Dengan nada rendah,umak menyuruhku untuk cari kerja ke batu-bata supaya ada uang biar ikut ke aek sijornih.sementara simonang udah menangis  ngambek cuman umak bilang kalau kami berdua tidak usah ikut dulu, ia merajuk karena dia pikir uangnya di tahan umak atau dipake, uangnya memang sekali sebulan dikirim etek dari banggua, jadi dia tinggal bersama nenek dan makan bersama kami, makanya umak yang memengang uangnya. umak bilang kalau mau ikut ngak apa-apa, soalnya yang umak simpan uangnya ngak pernah dipakai untuk kebutuhan keluarga sekalipun kepepet. sementara aku harus libur dulu sekolah arab, pulang sekolah sd buka baju dan celana di dalam sarung, gantungkan di paku karatan, lalu makan pake daun ubi yang sudah di peras habis kuahnya ulah sikodir memilih ikan asin, tekstur daun ubi terlihat angker bersama kepala ikan asin yang sudah hancur, membuatku kecewa, dan ingin rasanya melempar kodir dengan tutup panci.
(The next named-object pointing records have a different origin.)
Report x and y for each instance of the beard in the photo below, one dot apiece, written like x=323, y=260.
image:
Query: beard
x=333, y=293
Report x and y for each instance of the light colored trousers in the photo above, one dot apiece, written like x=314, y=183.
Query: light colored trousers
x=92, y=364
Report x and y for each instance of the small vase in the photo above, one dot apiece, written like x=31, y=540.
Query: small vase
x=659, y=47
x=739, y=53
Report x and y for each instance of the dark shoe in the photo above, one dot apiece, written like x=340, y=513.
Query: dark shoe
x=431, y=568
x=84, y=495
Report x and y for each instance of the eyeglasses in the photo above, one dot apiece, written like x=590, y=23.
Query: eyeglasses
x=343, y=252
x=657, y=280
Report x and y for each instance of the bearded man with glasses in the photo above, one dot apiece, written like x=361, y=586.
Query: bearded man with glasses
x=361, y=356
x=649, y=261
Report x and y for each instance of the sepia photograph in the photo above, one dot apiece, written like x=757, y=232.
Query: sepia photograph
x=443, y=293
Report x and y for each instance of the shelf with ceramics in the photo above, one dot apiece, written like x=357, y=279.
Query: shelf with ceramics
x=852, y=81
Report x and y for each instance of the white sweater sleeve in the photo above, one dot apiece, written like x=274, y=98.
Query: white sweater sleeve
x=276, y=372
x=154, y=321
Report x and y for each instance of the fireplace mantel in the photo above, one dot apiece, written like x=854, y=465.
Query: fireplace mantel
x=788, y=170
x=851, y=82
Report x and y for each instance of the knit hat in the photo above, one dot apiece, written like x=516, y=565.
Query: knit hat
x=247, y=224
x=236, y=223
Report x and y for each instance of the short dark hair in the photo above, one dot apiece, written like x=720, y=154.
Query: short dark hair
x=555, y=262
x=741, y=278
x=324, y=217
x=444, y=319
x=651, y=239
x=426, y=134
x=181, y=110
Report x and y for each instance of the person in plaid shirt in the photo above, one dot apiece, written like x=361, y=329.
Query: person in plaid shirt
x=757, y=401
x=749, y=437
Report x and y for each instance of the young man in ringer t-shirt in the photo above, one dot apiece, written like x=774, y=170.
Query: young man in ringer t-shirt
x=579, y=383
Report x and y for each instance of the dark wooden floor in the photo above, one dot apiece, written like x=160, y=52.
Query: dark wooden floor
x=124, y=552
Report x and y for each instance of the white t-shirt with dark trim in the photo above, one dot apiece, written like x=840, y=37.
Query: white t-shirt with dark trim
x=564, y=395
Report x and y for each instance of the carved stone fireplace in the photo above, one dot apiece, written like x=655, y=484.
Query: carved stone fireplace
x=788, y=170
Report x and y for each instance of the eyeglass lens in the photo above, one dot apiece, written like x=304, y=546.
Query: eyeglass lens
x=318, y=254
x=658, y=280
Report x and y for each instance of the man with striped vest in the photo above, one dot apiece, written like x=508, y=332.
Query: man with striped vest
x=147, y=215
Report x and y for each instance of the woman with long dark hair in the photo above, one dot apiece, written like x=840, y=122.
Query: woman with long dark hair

Berat rasanya meninggalkan pelajaran sekolah madrasah guppi, apalagi hari ini pelajaran tarekh dan akhlak bersama ibu itu dan PR nahu shorof dengan bapak. Gara-gara aek sijornih aku harus rela tinggalkan pelajaran ini. Padahal belum beberapa bulan saya masuk sekolah arab, karena IQ agak lebih encer di sekolah arab di banding SD. Jadi aku sangat semangat menggali ilmu agama mulai dari kecih hingga aku dapat rangking delapan, sementara aku masuk di semester akhir dan naik kelas dua.
Hari ini aku sudah di bangsal mamak zainuddin rambe. Dengan goni yang dilipat sebagai alas punggungku biar tak mengapa, menyusun batubata sebanyak 20 biji di atasnya kemudian digendong sampai ke pembakarannya. Menuruni jalan kiri-kanan jurang curam diantara lubang-lubang galian tanah tempat melunakkan tanah “parloncaan” kami sebut namanya. Gajinya yang tak seberapa kerjanya luar biasa sakit dan deritanya. 100 biji batu bata bayarannya masih Rp.1000 menargetkan supaya dapat ongkos ke aek sijornih harus 500 batu-bata. Betapa sakitnya Selama menggendong batu-bata penuh semangat, keringat bercucuran, seluruh tubuh berkapur, lutut gemetar, jemari hancur dikikis tajamnya pasir batu-bata kering ini. Tak tahan rasa beratnya menggendong batu-bata ini, batu itu lepas jatuh menimpa kaki, berdarah tetap kubangkit lagi, dua liter air sumur habis diminum kering dari jeriken. Haus dan panas adalah yang harus ditahan dan dipertahankan demi ongkos aek sijornih.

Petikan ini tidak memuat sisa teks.